= Edward Miller (playwright) =

American actor, playwright, and producer

Edward Miller is an American actor, playwright, and producer. Several of his original plays have been produced off-Broadway, and he has appeared in a number of independent films. He has most often collaborated with filmmaker Casper Andreas. Miller appeared in and executive-produced Andreas' 2009 film The Big Gay Musical.

==Early life and education==
Miller is originally from Memphis, Tennessee.
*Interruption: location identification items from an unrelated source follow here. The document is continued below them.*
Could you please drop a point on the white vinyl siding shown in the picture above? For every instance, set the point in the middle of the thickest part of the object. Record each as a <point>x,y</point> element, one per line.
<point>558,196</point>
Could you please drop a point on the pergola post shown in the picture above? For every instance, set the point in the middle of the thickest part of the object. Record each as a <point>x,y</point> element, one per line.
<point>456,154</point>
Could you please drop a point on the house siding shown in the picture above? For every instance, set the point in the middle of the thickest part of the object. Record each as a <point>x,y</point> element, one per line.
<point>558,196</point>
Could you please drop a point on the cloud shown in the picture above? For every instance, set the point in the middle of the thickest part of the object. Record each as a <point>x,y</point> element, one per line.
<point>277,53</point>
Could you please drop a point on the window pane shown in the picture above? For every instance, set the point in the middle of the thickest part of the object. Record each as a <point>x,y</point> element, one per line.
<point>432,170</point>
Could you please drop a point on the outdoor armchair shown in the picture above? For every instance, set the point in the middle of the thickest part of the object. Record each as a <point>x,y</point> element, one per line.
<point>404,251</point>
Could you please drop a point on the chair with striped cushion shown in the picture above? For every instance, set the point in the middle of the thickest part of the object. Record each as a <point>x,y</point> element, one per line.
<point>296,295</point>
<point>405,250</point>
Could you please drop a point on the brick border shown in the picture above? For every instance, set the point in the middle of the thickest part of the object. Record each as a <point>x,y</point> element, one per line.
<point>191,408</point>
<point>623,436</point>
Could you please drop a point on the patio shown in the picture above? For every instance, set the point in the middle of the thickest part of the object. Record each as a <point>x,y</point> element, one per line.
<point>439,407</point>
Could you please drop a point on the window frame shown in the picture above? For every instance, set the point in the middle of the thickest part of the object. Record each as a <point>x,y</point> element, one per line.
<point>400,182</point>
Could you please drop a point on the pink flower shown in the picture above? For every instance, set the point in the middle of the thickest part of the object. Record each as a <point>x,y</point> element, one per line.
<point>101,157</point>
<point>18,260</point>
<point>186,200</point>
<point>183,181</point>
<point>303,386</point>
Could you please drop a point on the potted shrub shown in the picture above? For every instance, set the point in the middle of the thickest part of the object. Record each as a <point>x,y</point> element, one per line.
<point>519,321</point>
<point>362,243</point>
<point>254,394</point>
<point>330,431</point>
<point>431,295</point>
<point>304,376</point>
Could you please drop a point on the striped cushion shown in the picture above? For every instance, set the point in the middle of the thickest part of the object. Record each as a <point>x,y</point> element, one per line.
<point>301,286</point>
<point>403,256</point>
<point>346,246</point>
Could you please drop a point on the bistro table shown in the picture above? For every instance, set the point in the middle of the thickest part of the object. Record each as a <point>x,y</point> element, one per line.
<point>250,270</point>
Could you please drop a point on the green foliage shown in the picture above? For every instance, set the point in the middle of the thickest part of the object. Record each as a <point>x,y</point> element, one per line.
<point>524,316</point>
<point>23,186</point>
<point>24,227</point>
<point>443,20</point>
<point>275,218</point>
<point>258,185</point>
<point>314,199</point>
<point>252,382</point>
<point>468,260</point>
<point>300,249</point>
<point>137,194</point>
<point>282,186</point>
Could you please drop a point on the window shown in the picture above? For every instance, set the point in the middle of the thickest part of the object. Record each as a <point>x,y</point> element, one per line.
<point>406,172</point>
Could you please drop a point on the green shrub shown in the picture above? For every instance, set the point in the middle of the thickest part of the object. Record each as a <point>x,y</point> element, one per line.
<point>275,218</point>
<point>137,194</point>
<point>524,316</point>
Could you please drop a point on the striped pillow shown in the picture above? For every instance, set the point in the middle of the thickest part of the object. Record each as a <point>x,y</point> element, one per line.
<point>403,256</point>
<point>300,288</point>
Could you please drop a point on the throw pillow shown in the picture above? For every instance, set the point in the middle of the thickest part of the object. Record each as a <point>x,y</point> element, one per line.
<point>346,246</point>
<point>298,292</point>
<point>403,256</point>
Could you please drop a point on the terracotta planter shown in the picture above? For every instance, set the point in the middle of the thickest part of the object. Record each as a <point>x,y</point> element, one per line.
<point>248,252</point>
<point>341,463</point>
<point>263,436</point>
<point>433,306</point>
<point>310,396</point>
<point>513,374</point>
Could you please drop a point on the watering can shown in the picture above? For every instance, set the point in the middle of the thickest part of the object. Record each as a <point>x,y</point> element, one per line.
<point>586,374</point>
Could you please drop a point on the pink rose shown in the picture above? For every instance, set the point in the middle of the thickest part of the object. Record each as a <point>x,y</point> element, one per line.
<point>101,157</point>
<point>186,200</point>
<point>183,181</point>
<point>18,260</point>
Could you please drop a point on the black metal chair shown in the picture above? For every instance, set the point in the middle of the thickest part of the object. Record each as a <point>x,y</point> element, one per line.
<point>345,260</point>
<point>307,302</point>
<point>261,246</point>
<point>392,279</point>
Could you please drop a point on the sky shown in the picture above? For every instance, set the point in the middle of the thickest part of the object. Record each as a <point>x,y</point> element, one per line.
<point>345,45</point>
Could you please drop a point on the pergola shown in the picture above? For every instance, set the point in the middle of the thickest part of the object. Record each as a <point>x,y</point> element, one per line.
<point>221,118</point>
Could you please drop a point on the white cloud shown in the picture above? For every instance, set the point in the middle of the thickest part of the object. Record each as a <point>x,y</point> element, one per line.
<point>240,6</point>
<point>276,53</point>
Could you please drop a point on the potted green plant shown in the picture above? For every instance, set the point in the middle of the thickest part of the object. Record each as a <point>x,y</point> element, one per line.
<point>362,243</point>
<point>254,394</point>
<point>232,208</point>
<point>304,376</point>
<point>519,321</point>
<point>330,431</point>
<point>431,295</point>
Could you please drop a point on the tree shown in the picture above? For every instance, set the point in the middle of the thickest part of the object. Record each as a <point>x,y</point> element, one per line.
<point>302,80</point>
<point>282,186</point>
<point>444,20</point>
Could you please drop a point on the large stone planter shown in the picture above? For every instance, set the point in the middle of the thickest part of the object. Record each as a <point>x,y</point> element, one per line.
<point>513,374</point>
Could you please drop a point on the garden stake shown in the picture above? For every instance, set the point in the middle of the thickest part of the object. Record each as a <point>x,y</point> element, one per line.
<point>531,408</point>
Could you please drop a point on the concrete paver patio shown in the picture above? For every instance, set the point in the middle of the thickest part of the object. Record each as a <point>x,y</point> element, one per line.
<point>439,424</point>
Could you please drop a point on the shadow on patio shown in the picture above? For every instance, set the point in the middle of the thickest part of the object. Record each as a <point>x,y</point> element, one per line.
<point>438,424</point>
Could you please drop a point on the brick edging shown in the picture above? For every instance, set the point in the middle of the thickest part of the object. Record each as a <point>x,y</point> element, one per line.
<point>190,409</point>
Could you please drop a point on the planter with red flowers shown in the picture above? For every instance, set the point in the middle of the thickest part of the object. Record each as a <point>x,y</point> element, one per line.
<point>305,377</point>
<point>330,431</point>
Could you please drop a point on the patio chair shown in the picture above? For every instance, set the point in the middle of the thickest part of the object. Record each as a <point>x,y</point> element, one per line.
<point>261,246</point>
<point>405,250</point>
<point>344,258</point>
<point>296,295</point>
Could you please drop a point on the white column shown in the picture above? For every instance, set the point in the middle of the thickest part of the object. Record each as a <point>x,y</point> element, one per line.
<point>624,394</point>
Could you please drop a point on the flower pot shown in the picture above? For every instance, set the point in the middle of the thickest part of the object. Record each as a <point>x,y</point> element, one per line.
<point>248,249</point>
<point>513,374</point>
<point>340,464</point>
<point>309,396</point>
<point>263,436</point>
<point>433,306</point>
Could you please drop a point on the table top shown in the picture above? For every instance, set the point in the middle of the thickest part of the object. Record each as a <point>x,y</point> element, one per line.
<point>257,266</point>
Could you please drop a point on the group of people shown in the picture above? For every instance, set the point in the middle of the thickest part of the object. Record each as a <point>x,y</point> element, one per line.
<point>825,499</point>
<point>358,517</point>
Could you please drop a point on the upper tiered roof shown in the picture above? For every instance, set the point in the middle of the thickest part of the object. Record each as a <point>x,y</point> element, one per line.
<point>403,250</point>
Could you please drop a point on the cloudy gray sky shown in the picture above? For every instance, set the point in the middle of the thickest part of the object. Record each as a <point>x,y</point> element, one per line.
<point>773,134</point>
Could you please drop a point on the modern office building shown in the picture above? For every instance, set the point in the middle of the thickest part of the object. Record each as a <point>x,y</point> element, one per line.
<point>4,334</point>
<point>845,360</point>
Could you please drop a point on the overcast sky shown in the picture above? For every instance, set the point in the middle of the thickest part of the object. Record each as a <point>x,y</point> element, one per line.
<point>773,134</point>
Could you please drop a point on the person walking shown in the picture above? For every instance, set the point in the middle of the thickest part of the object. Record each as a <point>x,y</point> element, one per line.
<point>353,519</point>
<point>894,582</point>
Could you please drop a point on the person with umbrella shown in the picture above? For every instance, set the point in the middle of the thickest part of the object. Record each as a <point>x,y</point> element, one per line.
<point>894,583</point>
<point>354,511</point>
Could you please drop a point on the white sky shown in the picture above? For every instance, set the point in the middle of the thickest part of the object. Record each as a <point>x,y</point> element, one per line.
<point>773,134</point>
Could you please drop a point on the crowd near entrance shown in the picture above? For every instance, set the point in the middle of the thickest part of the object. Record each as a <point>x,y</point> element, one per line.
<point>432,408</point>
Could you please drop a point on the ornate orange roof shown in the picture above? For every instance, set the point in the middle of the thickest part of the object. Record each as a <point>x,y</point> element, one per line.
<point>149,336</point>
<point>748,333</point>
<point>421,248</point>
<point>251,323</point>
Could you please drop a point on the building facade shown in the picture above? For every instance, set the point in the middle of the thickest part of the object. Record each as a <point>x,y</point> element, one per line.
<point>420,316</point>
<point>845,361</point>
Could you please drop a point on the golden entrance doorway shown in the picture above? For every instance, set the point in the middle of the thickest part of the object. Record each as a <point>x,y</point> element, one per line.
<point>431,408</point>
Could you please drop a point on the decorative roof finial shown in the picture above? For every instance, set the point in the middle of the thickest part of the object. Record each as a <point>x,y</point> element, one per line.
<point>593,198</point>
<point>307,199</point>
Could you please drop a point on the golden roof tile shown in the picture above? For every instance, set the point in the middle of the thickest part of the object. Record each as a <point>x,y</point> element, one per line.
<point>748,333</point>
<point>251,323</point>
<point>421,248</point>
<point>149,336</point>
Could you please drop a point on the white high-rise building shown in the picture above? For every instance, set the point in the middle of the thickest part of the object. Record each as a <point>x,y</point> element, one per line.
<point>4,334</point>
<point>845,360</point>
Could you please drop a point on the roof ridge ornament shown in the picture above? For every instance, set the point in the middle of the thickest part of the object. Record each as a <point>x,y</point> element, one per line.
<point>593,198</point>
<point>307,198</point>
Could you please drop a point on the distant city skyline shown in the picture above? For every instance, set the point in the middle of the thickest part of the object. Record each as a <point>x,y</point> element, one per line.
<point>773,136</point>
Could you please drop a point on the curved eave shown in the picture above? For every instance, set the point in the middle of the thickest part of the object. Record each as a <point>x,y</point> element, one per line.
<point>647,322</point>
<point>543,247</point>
He attended the University of Memphis and studied music education.

==Career==
Miller has appeared in several New York off-Broadway theater productions, as well as films.

===Filmography===
- A Four Letter Word (2008) Hot guy outside bar
- The Big Gay Musical (2009) Stage manager
- Kiss Me, Kill Me (2015) Bar patron/paramedic

===Theater===
- Crossover, (Morton) 2003 Jan Hus Playhouse
- Revolution Row, (Terrence) 2005 Sande Shurin Theatre
- Make It So, 2008 Theater For the New City
- A Promise Best Kept, 2012 Theater For the New City
- No Ransom To Be Paid, 2017 Pangea Supper Club

==Other projects==
Miller also executive-produced an original musical by Erik Ransom entitled More Than All the World in 2016. It premiered at Theater for the New City.